Elon Musk’s electric car company sent a cease-and-desist letter to the anti-Tesla advocacy group that created and posted the commercial, The Dawn Project, earlier this month. The forceful letter, first obtained by The Washington Post and also shared with Gizmodo, alleges that the footage is a defamatory misrepresentation of Tesla’s “Full Self Driving” Beta (FSD) technology, which is still in development.

“While you and The Dawn Project purport to advocate for safety, the videos portray unsafe and improper use of FSD Beta and active safety features. Your actions actually put consumers at risk,” the company’s attorneys wrote. Tesla did not respond to further request for comment.

Dawn Project’s ad shows a Tesla Model 3 colliding with a mannequin dressed in children’s clothes at 32 km per hour. The controversial advocacy group claims the car had FSD Beta engaged at the time of the test, though reporting from Electrek indicates that may not have been the case.

The video has been fodder for the rising wave of Tesla critics, boosting interest and concern in the safety of Tesla’s Full Self Driving tech, especially amid an ongoing federal investigation into the company’s Autopilot feature.

As an attempted rebuttal to the Dawn Project video, a few Tesla fans even began posting videos of their own “tests,” some positioning real children in front of moving vehicles (which is obviously a terribly dangerous thing to do.) The issue became prevalent enough that the National Highway Traffic Safety Administration put out a statement warning people to NOT drive cars in the direction of their kids.

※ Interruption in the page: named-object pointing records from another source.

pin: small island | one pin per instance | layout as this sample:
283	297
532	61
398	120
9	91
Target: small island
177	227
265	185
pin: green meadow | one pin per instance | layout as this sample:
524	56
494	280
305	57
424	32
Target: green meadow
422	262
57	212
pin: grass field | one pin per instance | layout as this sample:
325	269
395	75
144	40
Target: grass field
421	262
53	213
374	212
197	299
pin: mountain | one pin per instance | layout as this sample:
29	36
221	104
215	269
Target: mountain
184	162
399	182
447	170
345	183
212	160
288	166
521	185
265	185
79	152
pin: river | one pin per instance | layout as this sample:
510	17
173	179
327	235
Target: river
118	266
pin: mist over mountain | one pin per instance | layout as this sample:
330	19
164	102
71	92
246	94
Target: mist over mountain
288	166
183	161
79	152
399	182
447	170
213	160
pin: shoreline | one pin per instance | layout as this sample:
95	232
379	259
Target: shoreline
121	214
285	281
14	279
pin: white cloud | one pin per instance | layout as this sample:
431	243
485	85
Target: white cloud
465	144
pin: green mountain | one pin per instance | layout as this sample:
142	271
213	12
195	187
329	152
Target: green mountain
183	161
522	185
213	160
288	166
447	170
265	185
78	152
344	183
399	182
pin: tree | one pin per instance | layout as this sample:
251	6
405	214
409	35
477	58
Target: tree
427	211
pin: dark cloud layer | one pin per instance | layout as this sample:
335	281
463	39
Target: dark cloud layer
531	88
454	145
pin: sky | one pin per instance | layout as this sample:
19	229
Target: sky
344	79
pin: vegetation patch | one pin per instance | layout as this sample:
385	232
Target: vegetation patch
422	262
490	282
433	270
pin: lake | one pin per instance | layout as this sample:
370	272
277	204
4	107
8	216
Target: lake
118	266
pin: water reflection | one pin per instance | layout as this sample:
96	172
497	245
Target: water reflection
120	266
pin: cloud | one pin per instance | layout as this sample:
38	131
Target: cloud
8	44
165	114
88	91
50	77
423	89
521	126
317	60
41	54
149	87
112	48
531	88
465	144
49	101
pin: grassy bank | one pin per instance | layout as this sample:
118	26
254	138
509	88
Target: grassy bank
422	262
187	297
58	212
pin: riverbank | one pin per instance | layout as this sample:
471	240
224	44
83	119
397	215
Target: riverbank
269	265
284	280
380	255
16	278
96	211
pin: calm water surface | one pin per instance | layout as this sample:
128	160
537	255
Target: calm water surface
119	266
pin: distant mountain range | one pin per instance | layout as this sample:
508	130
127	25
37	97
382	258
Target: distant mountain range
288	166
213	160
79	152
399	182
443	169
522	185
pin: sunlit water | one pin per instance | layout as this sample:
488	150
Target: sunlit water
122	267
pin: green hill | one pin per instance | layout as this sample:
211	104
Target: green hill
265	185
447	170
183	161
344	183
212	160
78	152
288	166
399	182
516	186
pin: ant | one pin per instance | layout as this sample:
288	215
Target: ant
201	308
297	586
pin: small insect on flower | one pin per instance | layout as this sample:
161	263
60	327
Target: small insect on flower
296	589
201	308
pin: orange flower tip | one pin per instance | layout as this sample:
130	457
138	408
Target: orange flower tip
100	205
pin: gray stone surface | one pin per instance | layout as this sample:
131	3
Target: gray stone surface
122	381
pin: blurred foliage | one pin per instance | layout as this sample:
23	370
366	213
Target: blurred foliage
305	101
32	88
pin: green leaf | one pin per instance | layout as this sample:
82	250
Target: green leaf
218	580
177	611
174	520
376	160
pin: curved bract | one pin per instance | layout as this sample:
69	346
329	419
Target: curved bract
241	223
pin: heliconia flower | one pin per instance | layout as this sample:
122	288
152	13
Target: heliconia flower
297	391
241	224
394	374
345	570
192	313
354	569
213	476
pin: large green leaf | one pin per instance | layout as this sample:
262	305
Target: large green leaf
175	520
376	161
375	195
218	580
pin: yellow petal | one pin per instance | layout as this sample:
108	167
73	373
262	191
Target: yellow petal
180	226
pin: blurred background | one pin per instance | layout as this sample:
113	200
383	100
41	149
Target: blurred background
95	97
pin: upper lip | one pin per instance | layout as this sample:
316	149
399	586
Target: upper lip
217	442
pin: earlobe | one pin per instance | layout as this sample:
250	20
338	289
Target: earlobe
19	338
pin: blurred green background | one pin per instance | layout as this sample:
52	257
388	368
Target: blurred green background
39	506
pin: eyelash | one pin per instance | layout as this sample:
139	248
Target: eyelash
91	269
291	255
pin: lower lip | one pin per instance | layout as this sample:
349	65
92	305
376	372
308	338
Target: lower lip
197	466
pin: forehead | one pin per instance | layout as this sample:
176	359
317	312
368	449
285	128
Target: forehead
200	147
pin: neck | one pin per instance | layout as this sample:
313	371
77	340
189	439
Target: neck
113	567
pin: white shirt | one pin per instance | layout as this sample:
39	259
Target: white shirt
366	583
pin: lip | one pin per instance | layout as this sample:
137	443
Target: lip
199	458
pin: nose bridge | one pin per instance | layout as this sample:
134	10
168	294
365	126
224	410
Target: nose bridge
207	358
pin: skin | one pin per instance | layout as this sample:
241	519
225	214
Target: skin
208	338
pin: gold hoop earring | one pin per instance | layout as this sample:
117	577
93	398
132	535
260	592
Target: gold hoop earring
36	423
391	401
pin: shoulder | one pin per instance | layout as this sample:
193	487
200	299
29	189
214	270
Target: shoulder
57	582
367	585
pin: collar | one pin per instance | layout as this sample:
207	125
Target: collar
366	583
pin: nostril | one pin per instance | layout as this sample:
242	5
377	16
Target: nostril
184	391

The recently released cease-and-desist letter could signal that a Tesla lawsuit is coming down the pipe, though the advocacy group’s frontman seems unfazed. “This letter is so pathetic in terms of whining: Mr. Free Speech Absolutist, just a crybaby hiding behind his lawyers,” Dan O’Dowd told The Washington Post.

In addition to leading Dawn Project, O’Dowd is a tech billionaire who runs Green Hills Software, a company with potential competitive interest in undermining Tesla’s current position in the car software market, though Dowd told The Post that he’s is targeting Tesla out of safety concerns.

Regardless of Dawn Project’s intent, though, it’s worth noting that other trials of the Model 3 have also demonstrated that the cars don’t always stop when obstacles are in their way, including a AAA test in which the vehicle hit a dummy cyclist. In a 10-month span, Tesla reported more driver-assisted crashes than any other automaker earlier this year, with 392 crashes that left 6 people dead.

Despite the feature’s name, Tesla doesn’t say that its Full Self Driving driver-assistance technology is intended to autonomously drive a car without human intervention. “Autopilot, Enhanced Autopilot and Full Self-Driving Capability are intended for use with a fully attentive driver, who has their hands on the wheel and is prepared to take over at any moment. While these features are designed to become more capable over time, the currently enabled features do not make the vehicle autonomous,” reads a support post on the company’s website.

And Musk has taken to Twitter to claim that Tesla’s driver assistance tech makes cars “unequivocally safer.” Yet NHTSA, at least, seems sceptical of that claim, given its multiple recalls related to the company’s FSD feature and the regulator’s ongoing probe into whether or not Autopilot should be recalled.

For now, O’Dowd is refusing to comply with Tesla’s cease-and-desist demands. Instead, he is doubling down. The software released a lengthy and vitriolic statement panning Musk. “He is obsessed with stopping me from exposing that his Full Self-Driving cars could mow down a child dressed in a safety vest in a school crosswalk,” O’Dowd wrote. “I guess because that wouldn’t be good for the brand.”